Vice-President-elect Kamala Harris, who notched up a bunch of firsts as the first black woman and Indian-descent American elected to the high office, introduced Biden in a speech in which she spoke feelingly of her late mother Shyamala Gopalan Harris as the “woman most responsible for my presence here today”.“While I may be the first woman in this office, I will not be the last,” Harris said in her speech Saturday night.
“...Now is when the real work begins. The hard work. The necessary work. The good work. The essential work to save lives and beat this pandemic. To rebuild our economy so it works for working people.To root out systemic racism in our justice system and society. To combat the climate crisis.To unite our country and heal the soul of our nation,” she said.
Biden did not address Trump directly by name in his speech but did reach out to his supporters and voters. “To those who voted for President Trump, I understand your disappointment tonight. I’ve lost a couple of elections myself,” he said, adding: “But now, let’s give each other a chance. It’s time to put away the harsh rhetoric. To lower the temperature. To see each other again. To listen to each other again.To make progress, we must stop treating our opponents as our enemy. We are not enemies. We are Americans.” He returned to the theme of unity later in a clear sign of his priorities. “I ran as a proud Democrat. I will now be an American president. I will work as hard for those who didn’t vote for me — as those who did. Let this grim era of demonisation in America begin to end — here and now.”

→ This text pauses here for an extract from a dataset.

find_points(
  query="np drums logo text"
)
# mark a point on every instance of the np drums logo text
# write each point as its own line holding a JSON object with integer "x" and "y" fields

Biden, who is known for his ability to work across aisle, addressed himself to US Congress, which is a divided body. Democrats control the House of Representatives, although with a narrowed majority. Republicans control the Senate, but things could change because two seats will be settled in a January election. “The refusal of Democrats and Republicans to cooperate with one another is not due to some mysterious force beyond our control,” he said. “It’s a decision. It’s a choice we make. And if we can decide not to cooperate, then we can decide to cooperate. And I believe that this is part of the mandate from the American people. They want us to cooperate.”
Biden and Harris spoke at a victory party in Wilmington, Delaware, amid honking of car horns — it was a drive-in rally — and much cheering. They were joined later by their spouses Jill Biden and Doug Emhoff, and their families — including Biden’s son Hunter Biden, who was targeted by the Trump campaign — for the ceremonial photo-ops, which were followed by fireworks. Biden clinched the race after winning Pennsylvania, the tipping-point state that had kept the nation and the world on edge as it took five days to count its votes, mainly the record high volumes of mailed ballots. Biden has won 290 electoral college votes — needed 270 to win — to Trump’s 214. But these numbers will change as the remaining states wrap up their counting — Arizona, Alaska, Nevada, Georgia and North Carolina. Biden won a record 74 million votes, which is the highest number of votes won by any American presidential nominee. Trump, with 70 million, is second. These numbers will also change as remaining votes from the record turnout of 160 million are counted.
Biden’s victory speech would have followed a concession speech or a call from the losing candidate, as is the practice. But President Trump has not only refused to concede the election but has accused the President-elect of “rushing to falsely pose as the winner”.
Wisconsin and Georgia were headed for recounts, but Trump’s lawsuits, and those filed by Republican allies have modest to no impact thus far. Undeterred, the campaign filed another one on Saturday in Arizona, hours after Biden was declared winner.